C.C. told McGillivray that in September of 1993 her father (Cole) caught her smoking. Cole offered C.C. a deal: C.C. could continue to smoke if she would let him teach her “the ways of the Ninja.” C.C. agreed to the deal. Cole told her not to discuss the Ninja training with anyone, including her mother. At first, the training consisted of ordinary calisthenics such as sit-ups, leg bends, and the like. However, after the first “session,” Cole insisted that C.C. exercise in only her underwear. On October 10, 1993, Cole instructed C.C. to completely disrobe for the Ninja training. Cole was also nude during this session; at some point, acting on the pretext of checking C.C.’s muscular development, he lifted up her breasts with his hands. C.C. asked Cole to stop touching her, and he did. Cole then asked C.C. to touch him, but she refused. The next day, C.C. reported the incident to the mother of one of her friends, who, in turn, notified the police.

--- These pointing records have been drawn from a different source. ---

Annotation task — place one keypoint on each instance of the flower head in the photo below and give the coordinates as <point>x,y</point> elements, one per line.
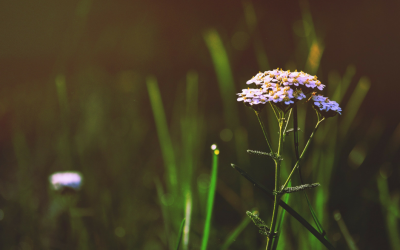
<point>282,88</point>
<point>326,107</point>
<point>66,180</point>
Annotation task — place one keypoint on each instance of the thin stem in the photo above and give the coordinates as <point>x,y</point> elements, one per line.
<point>302,154</point>
<point>272,106</point>
<point>277,198</point>
<point>264,132</point>
<point>287,122</point>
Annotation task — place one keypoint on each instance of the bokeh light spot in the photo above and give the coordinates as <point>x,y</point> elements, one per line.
<point>226,135</point>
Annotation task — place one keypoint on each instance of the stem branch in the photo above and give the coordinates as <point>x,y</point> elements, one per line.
<point>302,154</point>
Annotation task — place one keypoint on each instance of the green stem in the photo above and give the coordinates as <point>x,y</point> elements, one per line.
<point>302,154</point>
<point>264,132</point>
<point>277,198</point>
<point>272,106</point>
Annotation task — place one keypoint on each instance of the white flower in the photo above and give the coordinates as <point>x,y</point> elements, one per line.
<point>283,88</point>
<point>326,107</point>
<point>61,180</point>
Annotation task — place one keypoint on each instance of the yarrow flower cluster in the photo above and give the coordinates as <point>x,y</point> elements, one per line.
<point>70,180</point>
<point>283,88</point>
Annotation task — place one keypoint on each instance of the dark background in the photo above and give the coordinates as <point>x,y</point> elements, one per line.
<point>106,128</point>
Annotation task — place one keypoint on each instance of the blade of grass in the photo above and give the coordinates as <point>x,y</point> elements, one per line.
<point>163,134</point>
<point>296,146</point>
<point>164,211</point>
<point>280,222</point>
<point>354,104</point>
<point>285,206</point>
<point>180,234</point>
<point>210,200</point>
<point>232,237</point>
<point>188,214</point>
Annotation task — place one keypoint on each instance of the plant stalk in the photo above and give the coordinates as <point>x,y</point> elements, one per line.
<point>277,182</point>
<point>302,154</point>
<point>264,131</point>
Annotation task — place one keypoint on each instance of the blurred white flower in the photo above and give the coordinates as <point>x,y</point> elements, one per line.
<point>62,180</point>
<point>325,106</point>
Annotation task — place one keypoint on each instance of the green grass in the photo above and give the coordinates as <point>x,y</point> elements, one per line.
<point>210,200</point>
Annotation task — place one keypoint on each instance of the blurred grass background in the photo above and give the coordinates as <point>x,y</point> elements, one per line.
<point>132,94</point>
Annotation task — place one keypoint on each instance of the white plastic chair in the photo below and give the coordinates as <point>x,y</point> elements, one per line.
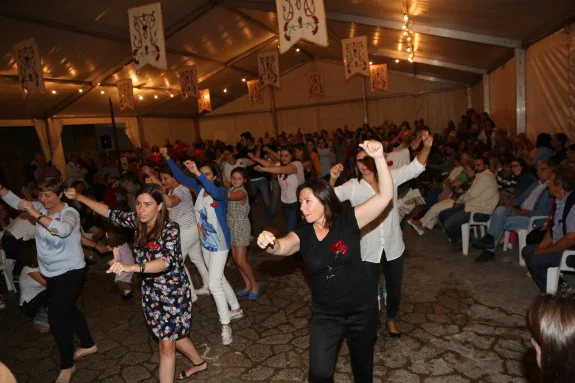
<point>466,228</point>
<point>553,273</point>
<point>7,267</point>
<point>522,236</point>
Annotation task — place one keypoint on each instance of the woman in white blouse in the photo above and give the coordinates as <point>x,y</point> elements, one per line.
<point>382,241</point>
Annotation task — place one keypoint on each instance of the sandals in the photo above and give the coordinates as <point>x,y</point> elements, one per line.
<point>183,375</point>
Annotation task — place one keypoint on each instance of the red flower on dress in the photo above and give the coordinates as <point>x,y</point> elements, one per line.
<point>153,246</point>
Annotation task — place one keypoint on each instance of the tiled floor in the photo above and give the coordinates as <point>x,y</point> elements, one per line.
<point>463,322</point>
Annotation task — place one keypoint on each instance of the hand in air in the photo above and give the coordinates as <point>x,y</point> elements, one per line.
<point>372,148</point>
<point>71,194</point>
<point>192,167</point>
<point>266,239</point>
<point>336,171</point>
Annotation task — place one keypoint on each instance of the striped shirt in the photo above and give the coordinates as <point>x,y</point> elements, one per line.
<point>183,213</point>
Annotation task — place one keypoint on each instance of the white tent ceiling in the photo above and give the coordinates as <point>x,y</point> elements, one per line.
<point>83,43</point>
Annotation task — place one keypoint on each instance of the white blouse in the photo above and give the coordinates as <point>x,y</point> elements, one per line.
<point>384,232</point>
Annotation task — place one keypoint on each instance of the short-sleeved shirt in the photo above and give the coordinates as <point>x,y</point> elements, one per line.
<point>183,213</point>
<point>339,281</point>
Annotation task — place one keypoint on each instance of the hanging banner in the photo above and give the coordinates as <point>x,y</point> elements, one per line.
<point>126,94</point>
<point>189,81</point>
<point>299,20</point>
<point>315,83</point>
<point>255,92</point>
<point>378,77</point>
<point>204,101</point>
<point>29,65</point>
<point>355,58</point>
<point>269,69</point>
<point>147,36</point>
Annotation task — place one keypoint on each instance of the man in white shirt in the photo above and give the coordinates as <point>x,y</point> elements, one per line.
<point>482,197</point>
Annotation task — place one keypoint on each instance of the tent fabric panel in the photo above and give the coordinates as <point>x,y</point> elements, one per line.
<point>548,84</point>
<point>503,97</point>
<point>156,130</point>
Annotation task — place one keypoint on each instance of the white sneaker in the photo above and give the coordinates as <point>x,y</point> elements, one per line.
<point>227,335</point>
<point>417,229</point>
<point>203,291</point>
<point>236,314</point>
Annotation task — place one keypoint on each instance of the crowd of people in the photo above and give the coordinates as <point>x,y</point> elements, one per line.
<point>344,197</point>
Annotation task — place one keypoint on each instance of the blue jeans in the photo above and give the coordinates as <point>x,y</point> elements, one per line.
<point>504,219</point>
<point>291,214</point>
<point>262,188</point>
<point>537,264</point>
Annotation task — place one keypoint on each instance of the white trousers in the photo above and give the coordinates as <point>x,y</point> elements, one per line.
<point>430,218</point>
<point>190,243</point>
<point>219,287</point>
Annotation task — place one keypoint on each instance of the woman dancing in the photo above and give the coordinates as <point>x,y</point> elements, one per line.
<point>343,298</point>
<point>166,297</point>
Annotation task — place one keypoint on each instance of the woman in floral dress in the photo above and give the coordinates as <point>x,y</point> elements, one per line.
<point>166,297</point>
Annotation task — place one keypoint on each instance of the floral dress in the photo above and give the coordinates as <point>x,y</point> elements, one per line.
<point>166,297</point>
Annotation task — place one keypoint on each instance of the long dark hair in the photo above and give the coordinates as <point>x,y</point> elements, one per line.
<point>216,171</point>
<point>551,322</point>
<point>321,189</point>
<point>141,235</point>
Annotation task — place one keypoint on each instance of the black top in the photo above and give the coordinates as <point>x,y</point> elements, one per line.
<point>340,283</point>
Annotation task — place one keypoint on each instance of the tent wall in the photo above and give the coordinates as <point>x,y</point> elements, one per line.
<point>341,105</point>
<point>503,97</point>
<point>551,84</point>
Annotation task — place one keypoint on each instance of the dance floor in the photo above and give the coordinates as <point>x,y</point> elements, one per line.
<point>462,322</point>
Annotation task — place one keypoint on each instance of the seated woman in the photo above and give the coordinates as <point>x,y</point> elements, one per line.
<point>343,298</point>
<point>551,322</point>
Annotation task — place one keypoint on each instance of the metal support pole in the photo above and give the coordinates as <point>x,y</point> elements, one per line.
<point>274,111</point>
<point>486,94</point>
<point>364,97</point>
<point>520,78</point>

While C.C. was describing the incident to McGillivray, Cole called the police station to report C.C. as a runaway. That evening, Cole called again, and spoke to the police dispatcher, saying that he had located his daughter and had heard that she was accusing him of molesting her. The dispatcher notified McGillivray, who asked the dispatcher to have Cole meet him at the police station, ostensibly to file a runaway report. Cole soon arrived at the station and met with McGillivray.

McGillivray led Cole to an interview room and informed Cole that he was not in custody *822 and would not be arrested. A seventy-minute tape-recorded interrogation ensued, during which McGillivray employed a variety of deceptive tactics: he threatened Cole with a court-ordered polygraph, he falsely claimed that the police had obtained incriminating evidence pursuant to an electronic surveillance warrant, and he gave Cole repeated assurances that the purpose of the interrogation was to get help for Cole and/or his family.

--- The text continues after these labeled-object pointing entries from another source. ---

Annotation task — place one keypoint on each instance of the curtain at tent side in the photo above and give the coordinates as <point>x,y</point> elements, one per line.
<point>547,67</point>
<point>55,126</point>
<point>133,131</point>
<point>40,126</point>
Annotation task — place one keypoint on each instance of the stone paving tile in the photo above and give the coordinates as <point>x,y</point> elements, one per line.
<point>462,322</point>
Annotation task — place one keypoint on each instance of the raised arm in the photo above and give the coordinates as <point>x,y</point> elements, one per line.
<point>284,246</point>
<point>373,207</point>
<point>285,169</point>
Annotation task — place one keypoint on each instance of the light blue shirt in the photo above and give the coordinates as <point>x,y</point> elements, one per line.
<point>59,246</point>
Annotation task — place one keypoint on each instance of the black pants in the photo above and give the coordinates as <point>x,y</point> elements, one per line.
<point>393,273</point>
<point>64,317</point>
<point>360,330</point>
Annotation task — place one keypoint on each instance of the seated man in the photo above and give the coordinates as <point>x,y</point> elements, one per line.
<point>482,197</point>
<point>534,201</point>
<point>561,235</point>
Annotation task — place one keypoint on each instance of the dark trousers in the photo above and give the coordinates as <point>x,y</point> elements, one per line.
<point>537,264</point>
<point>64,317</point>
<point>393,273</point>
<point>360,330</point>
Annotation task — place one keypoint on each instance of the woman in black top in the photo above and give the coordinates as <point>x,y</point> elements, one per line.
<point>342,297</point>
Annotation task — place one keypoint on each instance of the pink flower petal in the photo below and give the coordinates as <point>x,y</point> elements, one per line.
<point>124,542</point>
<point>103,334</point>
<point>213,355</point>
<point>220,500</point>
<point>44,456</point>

Cole initially maintained his innocence. Eventually, he admitted that he needed psychological help and that he had made a “deal” to teach C.C. “the ways of the Ninja.” As the interrogation progressed, Cole admitted touching C.C. but claimed that his conduct was innocent — an integral part of the Ninja training. And ultimately, he admitted that he had touched C.C. for his own sexual pleasure.

The state introduced Cole’s confession before the grand jury, which issued an indictment charging Cole with second-degree sexual abuse of a minor. Prior to trial, Cole filed motions to dismiss his indictment and to suppress his confession, claiming that the confession was involuntary. After reviewing the tape-recorded interrogation, 1 Superior Court Judge Charles K. Cranston denied Cole’s motions, concluding that Cole had confessed voluntarily. Cole’s confession was admitted against him at trial, and he was convicted of sexual abuse in the second degree.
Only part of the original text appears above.